(1.) This is an appeal from a judgment of Mr. Justice Kemp by the defendants who were the purchasers from the plaintiff, of 100 tons of steel baling hoops under a contract of August 17, 1925, providing for shipment in four lots, one in September, two in October and one in November 1925 or earlier. Out of those four lots we are not concerned with one, viz., the September lot. That was taken and paid for. As regards one of the October lots and as regards one other, objections were raised of late delivery. One objection was based on this that the force majeure Clause (No. 3) in the contract with reference to accidents etc. and giving a further time of twelve weeks, did not apply on the facts of the present case. That contention has not been persisted in in this Court.
(2.) One other contention which was persisted in was that Clause 1 of the contract, which gave an extra fifteen days beyond the period stipulated thereunder, did not apply having regard to the express terms of the document, viz., the provision for shipment which I have already mentioned. In our judgment the learned Judge was clearly right in holding that Clause 1 did apply. Consequently the appellant fails on that point.

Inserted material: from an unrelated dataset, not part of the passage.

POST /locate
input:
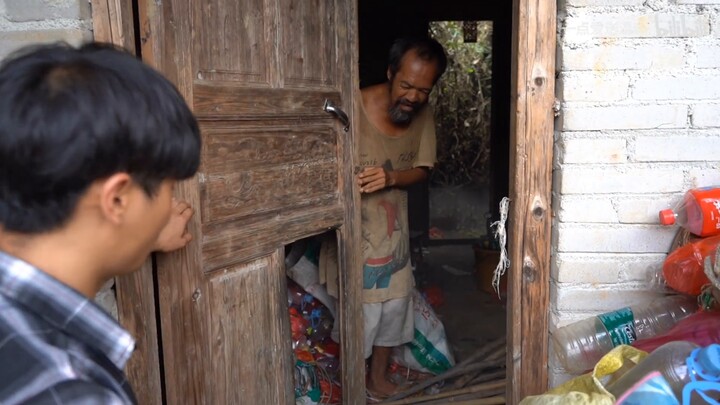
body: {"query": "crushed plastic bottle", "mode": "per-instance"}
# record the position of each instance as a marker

(3.) We are thus left with a comparatively narrow objection to two out of the four lots, viz., that this was either a c. i. f. contract in substance, or else had a similar effect having regard to the true construction of certain terms and that consequently it was obligatory on the vendors to tender amongst the shipping documents a policy of insurance, and that as the vendors failed to do that, they broke their contract, and cannot succeed in this suit. This is really in the nature of a technical objection, because it is common ground that in fact the goods were duly insured. The policies were put in in evidence as Exh. I Moreover, from first to last the defendants never expressly asked for a policy of insurance to be produced, although they did specifically ask, for instance, for proof of the force majeure. They rely on this that we have here a document partly in printed terms and partly in written terms; that the written terms must prevail, and that as those written terms provide that the price is & 11-3-0 per ton c. i. f. c. i. Bombay, that necessarily implies that all the necessary conditions of a c. i. f. contract must be carried out.